1) L’annulation par l’Assemblée générale des locations AirBnB.
Le règlement de copropriété spécifie normalement l’affectation et la destination des lots privatifs.
Il peut ainsi contenir :
- Une clause d’habitation bourgeoise stricte, où dans ce cas, seul l’usage d’habitation est autorisé, aucune profession libérale ni aucune activité commerciale n’est acceptée.
Une clause d’habitation bourgeoise simple, où dans ce cas, hormis l’usage d’habitation, l’exercice d’une profession libérale est autorisé à l’exception des activités commerciales ;
Une clause d’usage mixte, traduisant que le règlement autorise l’exercice d’une activité commerciale dans l’immeuble.
- Dans le premier cas, il sera tout à fait possible pour la copropriété de solliciter judiciairement la cessation sous astreinte de la location d’un ou plusieurs lots en meublé de tourisme.
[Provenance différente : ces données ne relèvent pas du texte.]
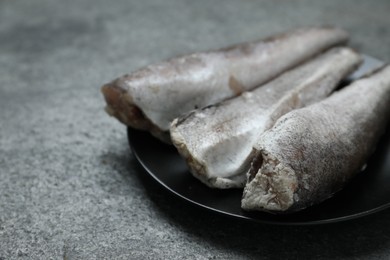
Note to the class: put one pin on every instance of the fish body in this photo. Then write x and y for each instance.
(150, 98)
(312, 152)
(217, 141)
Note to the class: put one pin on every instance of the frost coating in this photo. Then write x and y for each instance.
(272, 187)
(217, 141)
(324, 144)
(150, 98)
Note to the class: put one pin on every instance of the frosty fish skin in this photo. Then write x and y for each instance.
(217, 141)
(312, 152)
(152, 97)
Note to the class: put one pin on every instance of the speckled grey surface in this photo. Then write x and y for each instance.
(69, 186)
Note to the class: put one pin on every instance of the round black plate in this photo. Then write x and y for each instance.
(368, 192)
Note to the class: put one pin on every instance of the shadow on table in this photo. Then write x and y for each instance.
(353, 238)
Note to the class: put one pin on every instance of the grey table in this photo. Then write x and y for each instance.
(69, 186)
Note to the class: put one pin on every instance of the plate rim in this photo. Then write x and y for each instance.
(242, 217)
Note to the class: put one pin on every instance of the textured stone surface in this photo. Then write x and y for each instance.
(69, 186)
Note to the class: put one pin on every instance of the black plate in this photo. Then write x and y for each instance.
(368, 192)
En effet, la jurisprudence a toujours considéré qu’une location de ce type portait atteinte à la destination de l’immeuble.
- Dans le second cas, il convient de noter plusieurs évolutions jurisprudentielles et désormais légales.
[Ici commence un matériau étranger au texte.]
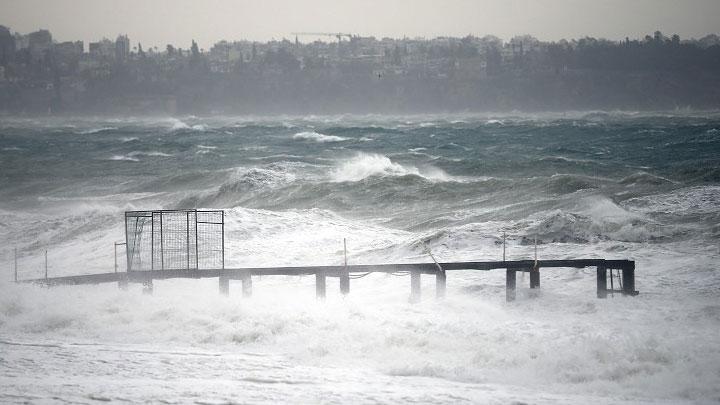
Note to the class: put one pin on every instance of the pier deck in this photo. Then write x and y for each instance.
(626, 280)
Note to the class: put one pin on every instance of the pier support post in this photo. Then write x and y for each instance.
(247, 285)
(345, 283)
(224, 284)
(510, 285)
(628, 277)
(123, 282)
(535, 277)
(148, 286)
(320, 285)
(440, 281)
(414, 286)
(602, 281)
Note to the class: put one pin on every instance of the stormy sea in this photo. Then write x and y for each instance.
(612, 185)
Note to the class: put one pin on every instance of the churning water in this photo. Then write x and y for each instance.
(644, 187)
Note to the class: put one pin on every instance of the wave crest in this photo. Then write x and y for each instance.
(317, 137)
(364, 165)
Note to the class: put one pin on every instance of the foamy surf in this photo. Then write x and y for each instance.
(317, 137)
(455, 187)
(364, 165)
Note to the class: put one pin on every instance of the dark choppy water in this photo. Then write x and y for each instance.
(637, 186)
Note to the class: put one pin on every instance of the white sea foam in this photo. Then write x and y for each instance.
(124, 157)
(318, 137)
(364, 165)
(98, 130)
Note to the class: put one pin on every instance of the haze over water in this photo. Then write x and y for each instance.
(644, 187)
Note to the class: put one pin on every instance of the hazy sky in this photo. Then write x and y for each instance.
(158, 22)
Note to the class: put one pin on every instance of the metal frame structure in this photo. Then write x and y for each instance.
(177, 240)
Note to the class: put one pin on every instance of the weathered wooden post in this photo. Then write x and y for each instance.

À l’origine du développement de ce type de location, les juridictions considéraient qu’il était possible d’y effectuer de la location touristique de courte durée, dans la mesure où une telle pratique n’était pas considérée comme une activité commerciale.
A cet effet, les Tribunaux écartaient tout principe d’interdiction érigé dans un règlement de copropriété dans un immeuble où étaient autorisées des activités libérales, ce qui impliquait que des personnes étrangères à la copropriété circulent d’ores et déjà dans l’immeuble.
Depuis quelques années, la Cour d’appel de Paris adopte une position beaucoup plus stricte à l’égard des locations meublées touristiques de courte durée en considérant qu’elles sont incompatibles avec l’esprit d’une clause d’habitation bourgeoise simple d’un règlement de copropriété. Pour exemple, dans un arrêt du 11 septembre 2013, la Cour d’appel de Paris a estimé que l’appartement, objet de l’action du syndicat des copropriétaires en violation du règlement de copropriété, était loué de façon meublée à titre professionnel pour de courtes périodes et que ce mode de location était commercial, violant ainsi les dispositions du règlement de copropriété érigeant le principe d’interdiction d’activité commerciale dans les appartements.
Dans le second cas, il convient de noter plusieurs évolutions jurisprudentielles et désormais légales.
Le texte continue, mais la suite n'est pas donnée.